KISMIF Conference

KEYLECTURE | ‘Fangrrrling Feminism: Letting go of some hang-ups’, by Lucy Robinson

Abstract

In 2013 The Fales Library in New York published a selection of its holdings from The Riot Grrrl collection.  The archive maps, and also reproduces, the shape and scope of the scene. The collection is catalogued according to the individual donors, who were also the  key players in the Riot Grrrl scene. But, the zines, notebooks, photographs, videos and ephemera donated trace the complex international, public and private networks of an explicitly political subculture.  There has been a recent growth in work on Riot Grrrl.  New zines, new bands and new academic research looks back to the Riot Grrrl feminism of the Nineties to make sense of the present and change the future.  As the collections’ Senior Archivist and founder, Lisa Darms explained, “The Riot Grrrl Collection is about the future”. I’m interested in where this interest comes from, and what work this subcultural past ‘does’ for us.  What are we expecting Riot Grrrl to do for us in the here and now?
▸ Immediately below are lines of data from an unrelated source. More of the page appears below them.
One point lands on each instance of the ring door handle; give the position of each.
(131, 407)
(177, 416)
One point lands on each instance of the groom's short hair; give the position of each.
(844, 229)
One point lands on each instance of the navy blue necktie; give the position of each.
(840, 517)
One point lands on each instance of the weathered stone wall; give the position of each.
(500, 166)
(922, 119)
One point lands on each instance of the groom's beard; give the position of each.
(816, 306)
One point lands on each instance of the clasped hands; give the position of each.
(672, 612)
Riot Grrrl famously ‘put girls to the front’ and challenged the idea that audiences were ‘the opposite of the band’.  It also raised significant questions about the possibilities of resisting dominant structures from a subcultural position; be they the patriarchal objectification of women, commercial incorporation by the mainstream, or the limits of sustaining grass roots activism on a day to day level.
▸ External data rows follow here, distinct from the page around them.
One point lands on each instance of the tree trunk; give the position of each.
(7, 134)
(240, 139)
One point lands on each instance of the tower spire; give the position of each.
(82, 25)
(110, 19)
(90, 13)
In this paper I want to use my own engagement with Riot Grrrl and research in the Riot Grrrl archive to  learn some lessons, and on the way challenge some of the artificial divisions we make in subcultural work.  I want to pick up some of the lessons from fan-studies.  I want to see what happens when we take girls, and fan girls seriously.  If we recognise that fandom, like subcultural affiliation, is an active process of production and identify formation, maybe we can let go of some hang ups about production, about authenticity and about cool guitar boys.  After all fans and scenesters are excellent researchers.  And we as researchers often present our personal fandom as academic research.

Keywords: riot grrrl, feminism, fandom, methodology, girls.